The center will be part of a network of open-access R&D labs for alternative proteins established by the billionaire as part of a $100 million commitment to alternative proteins and an overall $1 billion commitment to transform food production.
The protein initiative is designed to bring together academia and industry to research, create, and commercialize new technologies; to train the emerging industry’s workforce; and to gauge consumers’ protein preferences.
Seven of Imperial College’s academic departments will work with the center on fermentation, meat cultivation, bioprocessing and automation, nutrition, and artificial intelligence and machine learning. Its center will collaborate with more than 65 academic and commercial partners in the UK and abroad, including the Bezos Center for Sustainable Protein at North Carolina State University. The US school opened its center at the end of May with $30 million in funding. It is partnering with a companies that include Believer Meats, Cargill, and Givaudan.
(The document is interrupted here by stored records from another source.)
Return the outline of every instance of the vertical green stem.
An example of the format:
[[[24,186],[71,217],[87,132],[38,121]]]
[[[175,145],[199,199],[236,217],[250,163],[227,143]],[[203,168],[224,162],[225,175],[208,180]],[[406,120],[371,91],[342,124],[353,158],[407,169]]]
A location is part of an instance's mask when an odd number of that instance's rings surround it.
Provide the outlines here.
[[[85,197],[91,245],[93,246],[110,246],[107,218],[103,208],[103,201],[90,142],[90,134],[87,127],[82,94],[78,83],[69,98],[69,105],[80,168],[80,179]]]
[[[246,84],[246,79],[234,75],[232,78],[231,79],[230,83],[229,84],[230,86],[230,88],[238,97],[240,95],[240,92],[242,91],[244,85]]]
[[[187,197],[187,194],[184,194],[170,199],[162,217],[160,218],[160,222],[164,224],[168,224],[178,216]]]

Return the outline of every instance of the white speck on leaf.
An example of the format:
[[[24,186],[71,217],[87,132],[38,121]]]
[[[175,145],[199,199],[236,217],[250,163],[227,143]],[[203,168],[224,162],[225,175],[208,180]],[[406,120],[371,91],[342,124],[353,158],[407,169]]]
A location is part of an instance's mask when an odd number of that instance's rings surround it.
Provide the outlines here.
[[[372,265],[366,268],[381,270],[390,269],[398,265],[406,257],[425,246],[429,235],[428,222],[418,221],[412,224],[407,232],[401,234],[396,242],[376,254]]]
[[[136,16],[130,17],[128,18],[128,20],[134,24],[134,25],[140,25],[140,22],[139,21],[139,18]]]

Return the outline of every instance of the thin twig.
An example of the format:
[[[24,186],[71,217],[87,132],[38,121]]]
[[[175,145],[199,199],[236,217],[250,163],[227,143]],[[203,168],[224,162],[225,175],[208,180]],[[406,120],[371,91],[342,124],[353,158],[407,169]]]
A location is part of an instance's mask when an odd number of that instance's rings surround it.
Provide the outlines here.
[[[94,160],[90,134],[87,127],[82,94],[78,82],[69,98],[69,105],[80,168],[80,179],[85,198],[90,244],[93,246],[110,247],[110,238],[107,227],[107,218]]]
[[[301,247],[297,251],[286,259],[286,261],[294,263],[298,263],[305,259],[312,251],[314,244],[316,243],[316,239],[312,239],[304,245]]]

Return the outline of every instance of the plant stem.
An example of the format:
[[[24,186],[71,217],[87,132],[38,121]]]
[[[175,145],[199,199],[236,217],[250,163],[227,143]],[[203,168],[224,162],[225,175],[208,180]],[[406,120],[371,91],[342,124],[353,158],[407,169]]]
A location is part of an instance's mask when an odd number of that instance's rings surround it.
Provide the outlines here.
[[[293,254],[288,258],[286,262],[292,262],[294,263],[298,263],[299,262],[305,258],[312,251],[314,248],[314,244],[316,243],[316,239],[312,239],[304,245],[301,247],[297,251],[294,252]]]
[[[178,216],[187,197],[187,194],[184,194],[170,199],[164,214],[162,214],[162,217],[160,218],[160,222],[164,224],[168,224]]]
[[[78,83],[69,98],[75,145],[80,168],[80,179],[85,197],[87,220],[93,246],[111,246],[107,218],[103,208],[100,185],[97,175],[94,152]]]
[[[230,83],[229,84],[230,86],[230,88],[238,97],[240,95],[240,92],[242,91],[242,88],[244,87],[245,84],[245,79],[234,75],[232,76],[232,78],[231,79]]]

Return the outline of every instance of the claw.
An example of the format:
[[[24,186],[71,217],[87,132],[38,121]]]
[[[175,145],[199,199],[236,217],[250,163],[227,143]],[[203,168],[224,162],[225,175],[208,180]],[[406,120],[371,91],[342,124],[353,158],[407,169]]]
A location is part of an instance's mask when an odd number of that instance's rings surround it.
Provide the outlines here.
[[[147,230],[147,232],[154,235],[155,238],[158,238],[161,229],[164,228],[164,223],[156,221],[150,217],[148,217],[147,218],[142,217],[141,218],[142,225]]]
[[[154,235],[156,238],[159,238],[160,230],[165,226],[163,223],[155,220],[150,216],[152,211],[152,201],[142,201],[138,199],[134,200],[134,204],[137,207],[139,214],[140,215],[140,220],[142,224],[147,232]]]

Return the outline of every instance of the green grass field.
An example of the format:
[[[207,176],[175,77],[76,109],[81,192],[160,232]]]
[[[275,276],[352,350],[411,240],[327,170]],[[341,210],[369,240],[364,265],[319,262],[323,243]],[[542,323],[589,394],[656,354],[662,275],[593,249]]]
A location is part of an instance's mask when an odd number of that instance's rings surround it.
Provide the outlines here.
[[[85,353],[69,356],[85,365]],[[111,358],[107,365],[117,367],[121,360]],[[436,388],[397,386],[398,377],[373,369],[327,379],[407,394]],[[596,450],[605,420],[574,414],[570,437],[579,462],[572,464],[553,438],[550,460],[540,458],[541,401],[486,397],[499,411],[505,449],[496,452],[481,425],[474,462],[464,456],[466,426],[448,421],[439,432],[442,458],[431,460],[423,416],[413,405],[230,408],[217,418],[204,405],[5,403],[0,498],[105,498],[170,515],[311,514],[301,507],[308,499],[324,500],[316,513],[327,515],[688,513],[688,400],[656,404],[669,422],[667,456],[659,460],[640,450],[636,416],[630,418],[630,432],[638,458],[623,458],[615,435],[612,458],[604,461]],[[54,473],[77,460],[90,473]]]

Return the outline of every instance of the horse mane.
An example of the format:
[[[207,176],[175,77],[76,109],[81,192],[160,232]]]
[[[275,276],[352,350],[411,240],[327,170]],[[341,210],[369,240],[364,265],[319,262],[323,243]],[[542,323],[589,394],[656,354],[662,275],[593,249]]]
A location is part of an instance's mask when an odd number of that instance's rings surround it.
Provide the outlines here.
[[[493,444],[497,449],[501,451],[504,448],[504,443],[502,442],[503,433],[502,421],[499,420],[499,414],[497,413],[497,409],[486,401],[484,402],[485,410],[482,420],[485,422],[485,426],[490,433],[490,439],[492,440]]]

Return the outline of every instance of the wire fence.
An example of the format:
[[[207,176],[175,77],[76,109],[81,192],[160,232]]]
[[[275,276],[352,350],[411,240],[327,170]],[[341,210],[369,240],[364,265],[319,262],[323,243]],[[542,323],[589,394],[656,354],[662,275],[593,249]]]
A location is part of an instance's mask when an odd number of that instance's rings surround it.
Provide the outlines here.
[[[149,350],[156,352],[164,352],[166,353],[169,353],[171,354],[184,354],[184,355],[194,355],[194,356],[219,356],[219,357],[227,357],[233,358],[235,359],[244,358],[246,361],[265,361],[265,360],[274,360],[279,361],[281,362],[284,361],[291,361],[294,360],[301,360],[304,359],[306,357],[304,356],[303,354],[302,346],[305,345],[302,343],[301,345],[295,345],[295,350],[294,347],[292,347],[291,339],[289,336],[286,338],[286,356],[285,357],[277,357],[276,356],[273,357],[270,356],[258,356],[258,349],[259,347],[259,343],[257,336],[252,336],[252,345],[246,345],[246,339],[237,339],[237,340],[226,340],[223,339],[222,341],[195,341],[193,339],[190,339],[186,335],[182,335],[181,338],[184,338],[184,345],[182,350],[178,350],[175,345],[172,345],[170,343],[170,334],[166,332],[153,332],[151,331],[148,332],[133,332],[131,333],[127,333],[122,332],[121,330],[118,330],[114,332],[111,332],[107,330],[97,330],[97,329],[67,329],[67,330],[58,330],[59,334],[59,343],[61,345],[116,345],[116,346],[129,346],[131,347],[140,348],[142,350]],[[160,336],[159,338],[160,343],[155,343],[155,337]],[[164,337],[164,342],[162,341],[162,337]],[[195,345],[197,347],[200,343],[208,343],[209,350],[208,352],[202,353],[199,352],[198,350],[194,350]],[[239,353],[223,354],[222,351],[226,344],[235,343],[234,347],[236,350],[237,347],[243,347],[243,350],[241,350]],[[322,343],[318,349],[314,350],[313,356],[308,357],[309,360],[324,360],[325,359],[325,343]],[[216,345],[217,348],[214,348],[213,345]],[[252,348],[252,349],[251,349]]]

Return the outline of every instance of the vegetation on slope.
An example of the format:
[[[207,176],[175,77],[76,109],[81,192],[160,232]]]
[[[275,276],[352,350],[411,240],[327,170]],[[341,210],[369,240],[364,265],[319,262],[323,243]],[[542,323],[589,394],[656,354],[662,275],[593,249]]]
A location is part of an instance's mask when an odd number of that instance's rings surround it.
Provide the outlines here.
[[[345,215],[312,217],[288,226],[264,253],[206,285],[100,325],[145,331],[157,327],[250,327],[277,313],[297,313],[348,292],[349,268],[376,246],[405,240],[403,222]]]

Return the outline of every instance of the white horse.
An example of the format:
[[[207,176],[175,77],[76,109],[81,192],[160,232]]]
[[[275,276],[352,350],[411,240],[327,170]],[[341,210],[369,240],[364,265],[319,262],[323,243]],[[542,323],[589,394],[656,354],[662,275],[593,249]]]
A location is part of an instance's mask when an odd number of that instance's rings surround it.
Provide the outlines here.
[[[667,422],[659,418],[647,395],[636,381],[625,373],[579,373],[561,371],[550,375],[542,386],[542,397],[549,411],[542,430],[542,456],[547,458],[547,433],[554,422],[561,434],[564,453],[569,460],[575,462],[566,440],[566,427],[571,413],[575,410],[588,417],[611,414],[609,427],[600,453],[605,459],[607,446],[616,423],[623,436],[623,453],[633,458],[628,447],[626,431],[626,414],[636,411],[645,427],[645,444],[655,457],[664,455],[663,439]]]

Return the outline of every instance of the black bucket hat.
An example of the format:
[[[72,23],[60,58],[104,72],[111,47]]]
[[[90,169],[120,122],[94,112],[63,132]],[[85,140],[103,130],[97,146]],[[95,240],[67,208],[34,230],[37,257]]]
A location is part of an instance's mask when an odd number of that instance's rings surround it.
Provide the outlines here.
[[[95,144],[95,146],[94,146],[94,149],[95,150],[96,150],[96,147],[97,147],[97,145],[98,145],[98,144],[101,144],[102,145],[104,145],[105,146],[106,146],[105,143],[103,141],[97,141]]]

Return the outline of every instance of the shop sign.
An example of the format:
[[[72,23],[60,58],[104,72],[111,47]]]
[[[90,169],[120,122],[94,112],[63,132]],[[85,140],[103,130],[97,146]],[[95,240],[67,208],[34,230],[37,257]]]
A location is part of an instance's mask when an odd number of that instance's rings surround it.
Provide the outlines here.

“This work will help ensure that our future includes more protein options—and that they taste great, are nutritious and come at low cost,” Andrew Steer, CEO of the Bezos Earth Fund, says in a press release. “By 2050 the world population will be over 10 billion, so now is the time to rethink the way we produce and consume food.”
Researchers at the Bezos protein R&D centers are likely to follow the work of a swath of start-ups that have been developing fermentation processes to make proteins. The firms claim that their processes can disassociate food production from land or sea and realize substantial environmental benefits.
One of these firms, Calysta, produces its FeedKind protein brand by turning methane-consuming microorganisms into fish or animal feed. Other start-ups, such as Finland’s Solar Foods, are working on fermentation processes involving single-cell soil bacteria that consume hydrogen.